[Feature Request] TensorRT Explicit Engine Profile Values #13851

seddonm1 · 2022-12-06T01:54:11Z

Describe the feature request

The current behavior of the TensorRT Runtime when using Dynamic Batch is to use the shape of the incoming tensor to programatically determine the OptProfileSelector:kMIN, OptProfileSelector:kMAX and OptProfileSelector:kOPT. These values are then passed to the TensorRT engine builder to optimize the model - which can be and extremely slow process (observed to be up to ~10 minutes with some models). The problem with this is that because Onnxruntime does not necessarily have the information it needs to build a correctly shaped model it can end up building the model multiple times.
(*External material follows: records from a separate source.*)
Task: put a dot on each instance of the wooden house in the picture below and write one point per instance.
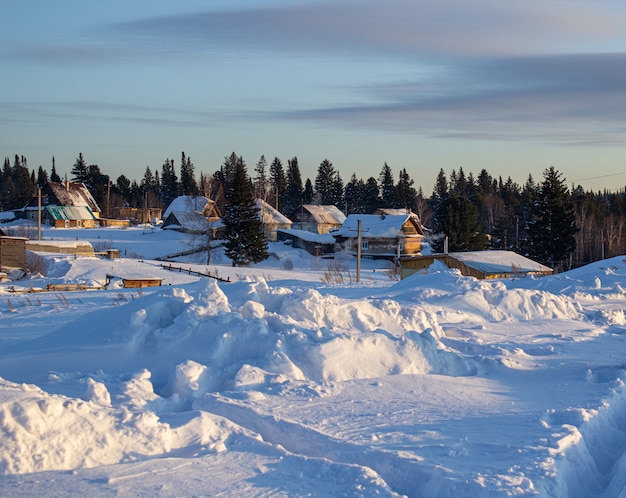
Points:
(272, 220)
(75, 247)
(68, 194)
(134, 215)
(192, 214)
(382, 236)
(12, 252)
(68, 217)
(317, 218)
(314, 243)
(186, 221)
(478, 264)
(196, 204)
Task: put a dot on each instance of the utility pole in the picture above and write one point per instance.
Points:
(38, 213)
(358, 251)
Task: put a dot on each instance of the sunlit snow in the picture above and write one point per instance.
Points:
(283, 383)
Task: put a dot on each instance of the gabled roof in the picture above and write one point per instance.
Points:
(188, 221)
(72, 194)
(70, 212)
(494, 262)
(325, 214)
(379, 226)
(187, 203)
(270, 215)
This proposal (and I am happy to do the work) is to allow a user to optionally pass in explicit values for kMIN, kMAX, kOPT in the tensorrt_provider_options.
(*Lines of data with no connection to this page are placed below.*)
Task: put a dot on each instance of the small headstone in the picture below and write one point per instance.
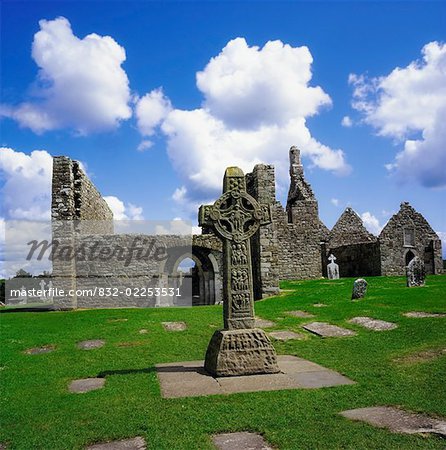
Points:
(327, 330)
(286, 335)
(373, 324)
(397, 420)
(415, 273)
(332, 268)
(137, 443)
(174, 326)
(263, 323)
(240, 440)
(359, 288)
(421, 314)
(300, 314)
(86, 385)
(39, 350)
(91, 344)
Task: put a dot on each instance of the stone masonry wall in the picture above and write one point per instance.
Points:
(426, 244)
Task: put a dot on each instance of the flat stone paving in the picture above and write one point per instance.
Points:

The current algorithm basically something like.

if no existing profile then instantiate to first to INT_MAX and second to -INT_MAX else read the two values from the profile file
if first > incoming tensor batch_size then first = batch_size and indicate model needs rebuild
if second value < incoming tensor batch_size then second = batch_size and indicate model needs rebuild
build mode with kMIN = first and kMAX = second and kOPT = second

Describe scenario use case

This proposal is to bring OnnxRuntime TensorRT provider into similar behavior to NVIDIA Deepstream where they explicity set kMIN = 1 and kMAX and kOPT to a user supplied batch_size.

This proposal does not intend to change existing behavior but allow a user to override if they want.

The text was updated successfully, but these errors were encountered:

fxmarty · 2023-01-02T08:47:12Z

+1

jywu-msft · 2023-03-29T20:39:15Z

Thanks! we're looking into implementing this feature,
as well as ability to attach multiple profiles to a single engine, so one can switch between profiles for a single engine.
We will reach out to get some feedback about the interface for passing in the profile values. if there are multiple subgraphs/engines how do we map the profile values to the engines.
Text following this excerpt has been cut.